Mathematically, this is closely related to Fourier features and signal processing.
The low frequencies handle long distance positional relationships, and the high frequencies handle
the precise ordering of adjacent words.
Exactly.
It ensures that the geometry of the vector changes slightly depending on where the token sits
in the sequence, allowing the model to generalize to longer sequences smoothly without losing
track of sequence order.
So we have multi-head attention blending all this context based on position and similarity.
But we still need to stabilize this deep stack of mathematical operations.

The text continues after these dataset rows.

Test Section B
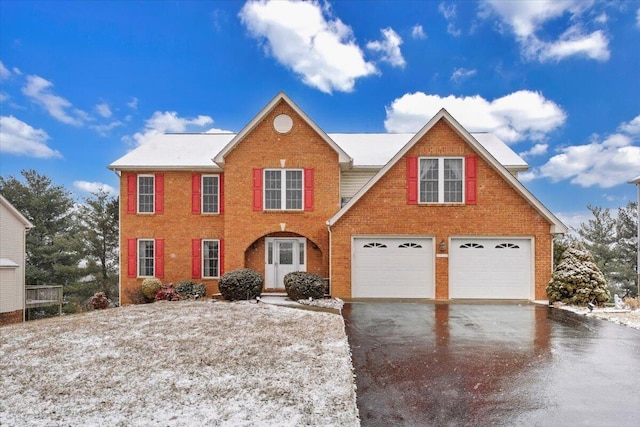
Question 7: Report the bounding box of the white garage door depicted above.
[351,237,434,298]
[449,238,533,299]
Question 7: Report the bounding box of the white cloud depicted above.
[618,114,640,135]
[384,90,567,144]
[22,76,87,126]
[367,27,407,68]
[0,116,62,159]
[438,3,462,37]
[535,133,640,188]
[127,96,138,110]
[411,24,427,40]
[239,0,377,93]
[96,102,113,119]
[0,61,11,80]
[91,120,124,136]
[122,111,220,145]
[451,68,477,83]
[73,181,116,194]
[481,0,610,61]
[520,144,549,157]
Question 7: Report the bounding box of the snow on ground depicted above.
[0,301,359,426]
[554,304,640,329]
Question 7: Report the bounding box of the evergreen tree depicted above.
[78,190,119,301]
[547,242,611,305]
[0,169,82,285]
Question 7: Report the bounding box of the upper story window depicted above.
[419,157,464,203]
[202,175,220,213]
[264,169,304,210]
[138,175,155,213]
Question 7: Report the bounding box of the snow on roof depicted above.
[328,132,529,170]
[109,133,235,169]
[109,133,528,170]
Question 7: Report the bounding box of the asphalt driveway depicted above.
[343,302,640,426]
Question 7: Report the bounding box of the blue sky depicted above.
[0,0,640,231]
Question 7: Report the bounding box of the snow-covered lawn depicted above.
[555,305,640,329]
[0,301,359,426]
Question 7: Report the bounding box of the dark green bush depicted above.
[218,268,264,301]
[175,280,207,299]
[284,271,324,301]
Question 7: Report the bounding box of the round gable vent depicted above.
[273,114,293,133]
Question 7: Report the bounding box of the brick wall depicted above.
[331,120,552,299]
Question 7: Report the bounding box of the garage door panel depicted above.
[352,237,433,298]
[449,238,532,299]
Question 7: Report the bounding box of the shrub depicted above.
[89,292,111,310]
[142,277,162,301]
[218,268,264,301]
[284,271,324,301]
[547,243,610,305]
[176,280,207,299]
[156,283,180,301]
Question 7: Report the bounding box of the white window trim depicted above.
[418,156,467,205]
[200,239,220,279]
[200,174,220,215]
[136,239,156,278]
[136,174,156,215]
[262,168,304,212]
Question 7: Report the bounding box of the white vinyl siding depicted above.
[138,175,155,213]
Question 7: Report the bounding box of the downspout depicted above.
[327,221,333,297]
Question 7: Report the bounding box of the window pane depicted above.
[420,159,438,203]
[202,176,218,213]
[264,170,282,209]
[138,176,154,212]
[444,159,462,203]
[286,171,302,209]
[138,240,155,277]
[202,240,218,277]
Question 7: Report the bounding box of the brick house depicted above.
[109,93,566,304]
[0,194,33,325]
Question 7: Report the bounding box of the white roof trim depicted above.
[0,194,34,230]
[213,92,353,167]
[327,108,567,234]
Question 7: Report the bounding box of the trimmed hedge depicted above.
[218,268,264,301]
[284,271,324,301]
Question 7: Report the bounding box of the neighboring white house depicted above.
[0,194,33,325]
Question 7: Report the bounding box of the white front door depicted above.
[264,237,307,289]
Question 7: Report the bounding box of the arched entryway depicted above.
[245,232,327,292]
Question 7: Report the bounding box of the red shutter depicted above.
[304,169,314,211]
[218,239,224,277]
[218,175,224,215]
[127,239,138,277]
[407,157,418,205]
[253,169,262,211]
[465,156,478,205]
[191,173,202,215]
[155,173,164,214]
[155,239,164,279]
[191,239,202,279]
[127,173,138,214]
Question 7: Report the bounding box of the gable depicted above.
[327,109,567,233]
[213,92,352,167]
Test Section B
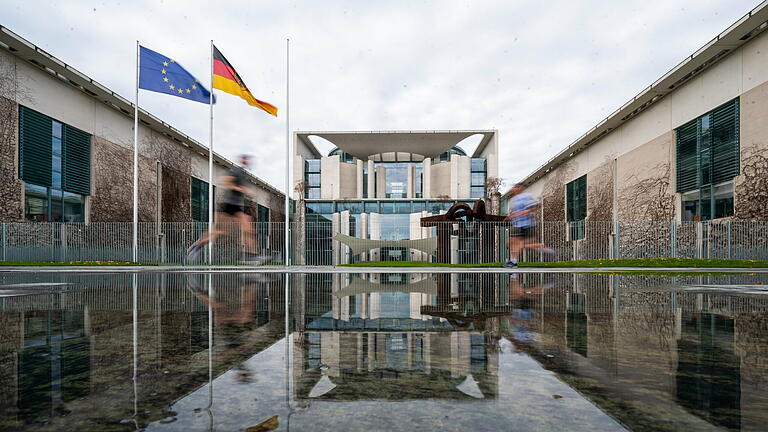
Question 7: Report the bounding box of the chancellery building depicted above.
[293,130,499,264]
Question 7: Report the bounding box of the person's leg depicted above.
[237,212,256,254]
[193,212,232,247]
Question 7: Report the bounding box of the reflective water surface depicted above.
[0,273,768,432]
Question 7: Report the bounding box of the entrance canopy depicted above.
[296,130,496,160]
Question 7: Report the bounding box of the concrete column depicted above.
[320,155,341,199]
[355,159,363,199]
[449,154,460,199]
[408,213,424,261]
[376,166,387,198]
[368,161,376,198]
[290,155,304,200]
[368,293,381,319]
[360,213,370,261]
[405,165,416,198]
[368,213,381,261]
[339,210,354,264]
[331,213,342,265]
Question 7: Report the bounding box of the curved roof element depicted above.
[297,130,496,160]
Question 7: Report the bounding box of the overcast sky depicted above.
[0,0,758,191]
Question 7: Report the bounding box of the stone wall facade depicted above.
[0,39,284,226]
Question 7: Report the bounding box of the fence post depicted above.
[60,223,67,262]
[2,222,8,261]
[696,221,704,258]
[669,221,677,258]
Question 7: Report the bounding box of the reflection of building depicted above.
[293,274,499,401]
[500,4,768,224]
[502,275,768,430]
[293,131,498,264]
[0,274,285,430]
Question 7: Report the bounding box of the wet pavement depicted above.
[0,270,768,432]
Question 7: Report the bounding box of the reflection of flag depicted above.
[139,47,211,104]
[213,46,277,117]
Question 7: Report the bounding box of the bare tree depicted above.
[734,148,768,221]
[619,162,675,222]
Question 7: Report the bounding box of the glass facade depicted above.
[469,158,488,198]
[675,98,739,221]
[304,159,320,199]
[24,120,85,222]
[374,162,412,198]
[565,175,587,240]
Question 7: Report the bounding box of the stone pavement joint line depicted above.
[0,265,768,274]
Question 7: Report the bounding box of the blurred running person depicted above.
[504,183,555,267]
[187,154,268,264]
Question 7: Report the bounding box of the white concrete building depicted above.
[502,2,768,230]
[293,130,499,264]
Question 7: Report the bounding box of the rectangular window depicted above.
[675,98,739,221]
[190,177,208,222]
[256,204,270,251]
[304,159,320,199]
[336,202,363,214]
[565,175,587,240]
[413,163,424,198]
[19,106,91,222]
[307,202,333,214]
[469,158,488,198]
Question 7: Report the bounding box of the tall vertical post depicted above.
[131,273,139,423]
[132,40,141,262]
[283,39,291,264]
[208,39,213,265]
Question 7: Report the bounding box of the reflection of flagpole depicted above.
[206,272,214,430]
[132,273,139,429]
[132,40,141,262]
[283,39,291,264]
[208,39,213,265]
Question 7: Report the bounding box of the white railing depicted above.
[0,221,768,265]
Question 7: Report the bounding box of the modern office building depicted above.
[0,27,284,226]
[502,2,768,230]
[293,130,498,264]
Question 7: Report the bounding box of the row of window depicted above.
[19,106,272,222]
[306,201,474,215]
[304,157,487,199]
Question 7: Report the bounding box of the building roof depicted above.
[296,130,497,160]
[0,25,284,195]
[504,1,768,196]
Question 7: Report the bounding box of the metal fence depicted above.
[0,221,768,265]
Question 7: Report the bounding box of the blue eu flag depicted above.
[139,47,211,104]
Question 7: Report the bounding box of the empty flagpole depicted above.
[133,40,141,262]
[208,39,213,265]
[284,39,291,266]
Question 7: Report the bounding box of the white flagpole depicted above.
[133,40,141,262]
[283,39,291,266]
[208,39,213,265]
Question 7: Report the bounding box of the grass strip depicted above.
[342,258,768,268]
[0,261,147,267]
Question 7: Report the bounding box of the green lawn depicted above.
[342,258,768,268]
[0,261,146,267]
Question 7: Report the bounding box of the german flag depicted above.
[213,46,277,117]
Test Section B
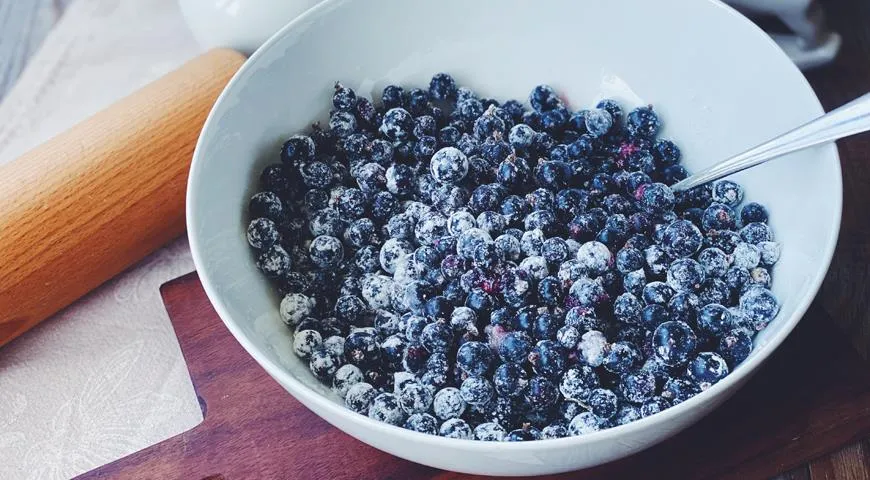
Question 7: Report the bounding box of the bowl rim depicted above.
[185,0,843,452]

After the attention mechanism, each token is passed through a feed-forward neural network
independently.
This network consists of a linear transformation, a non-linear activation function, like
the GEOU we discussed earlier, and another linear transformation.
It increases the expressive power by letting the model reshape the information non-linearly.

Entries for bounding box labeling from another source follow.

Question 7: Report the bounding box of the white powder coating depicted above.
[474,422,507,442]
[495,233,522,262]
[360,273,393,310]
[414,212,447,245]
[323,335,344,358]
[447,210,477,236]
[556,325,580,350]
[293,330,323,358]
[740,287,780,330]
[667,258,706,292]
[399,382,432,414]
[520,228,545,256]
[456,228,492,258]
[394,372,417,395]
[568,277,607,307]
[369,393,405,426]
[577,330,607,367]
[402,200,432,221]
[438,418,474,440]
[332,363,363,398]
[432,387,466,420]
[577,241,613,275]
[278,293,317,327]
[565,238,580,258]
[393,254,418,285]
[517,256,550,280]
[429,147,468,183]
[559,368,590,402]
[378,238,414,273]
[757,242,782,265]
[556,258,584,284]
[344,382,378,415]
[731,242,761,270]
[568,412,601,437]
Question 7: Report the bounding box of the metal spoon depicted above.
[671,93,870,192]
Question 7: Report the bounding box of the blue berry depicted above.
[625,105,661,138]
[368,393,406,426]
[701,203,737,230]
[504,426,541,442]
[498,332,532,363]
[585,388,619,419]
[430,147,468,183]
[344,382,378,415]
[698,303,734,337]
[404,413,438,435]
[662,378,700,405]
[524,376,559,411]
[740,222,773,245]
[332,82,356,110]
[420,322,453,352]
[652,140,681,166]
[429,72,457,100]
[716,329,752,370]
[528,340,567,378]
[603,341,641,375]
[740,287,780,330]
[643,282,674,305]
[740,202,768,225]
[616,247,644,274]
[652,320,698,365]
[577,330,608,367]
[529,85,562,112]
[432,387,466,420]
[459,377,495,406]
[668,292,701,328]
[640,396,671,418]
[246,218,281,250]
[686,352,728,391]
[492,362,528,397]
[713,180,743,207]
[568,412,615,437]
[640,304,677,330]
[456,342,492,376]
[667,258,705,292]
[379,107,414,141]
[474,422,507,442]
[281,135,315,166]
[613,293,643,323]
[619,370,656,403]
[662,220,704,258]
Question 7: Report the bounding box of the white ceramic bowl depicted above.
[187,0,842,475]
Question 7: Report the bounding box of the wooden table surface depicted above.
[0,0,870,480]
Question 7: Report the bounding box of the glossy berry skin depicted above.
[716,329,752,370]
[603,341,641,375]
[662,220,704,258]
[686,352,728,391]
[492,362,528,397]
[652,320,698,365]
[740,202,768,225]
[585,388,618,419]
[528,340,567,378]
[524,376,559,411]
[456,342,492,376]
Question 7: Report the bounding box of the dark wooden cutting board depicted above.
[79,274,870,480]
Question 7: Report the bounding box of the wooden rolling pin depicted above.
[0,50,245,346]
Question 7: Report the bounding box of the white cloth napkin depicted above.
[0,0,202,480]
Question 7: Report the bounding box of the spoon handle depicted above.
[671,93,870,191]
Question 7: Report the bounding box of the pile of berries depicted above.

But as you stack dozens or hundreds of these layers on top of each other, you risk the
numbers either degrading to zero or exploding into infinity, right?
To make deep stacks of these transformer layers physically trainable, residual connections
and layer normalization are strictly necessary.
In a residual connection, the input to each sub-layer is essentially routed around the
math and added back to its own output.
You are literally adding the original vector to the newly processed vector.
Then that combined result is normalized, bringing the mean of the numbers to zero and the
variance to one.
This architectural choice stabilizes the gradients and prevents mathematical information from degrading
as it flows through hundreds of layers.
Without residual connections and layer normalization, deep transformers would mathematically fail
to train.
The signal would vanish in a sea of matrix multiplications.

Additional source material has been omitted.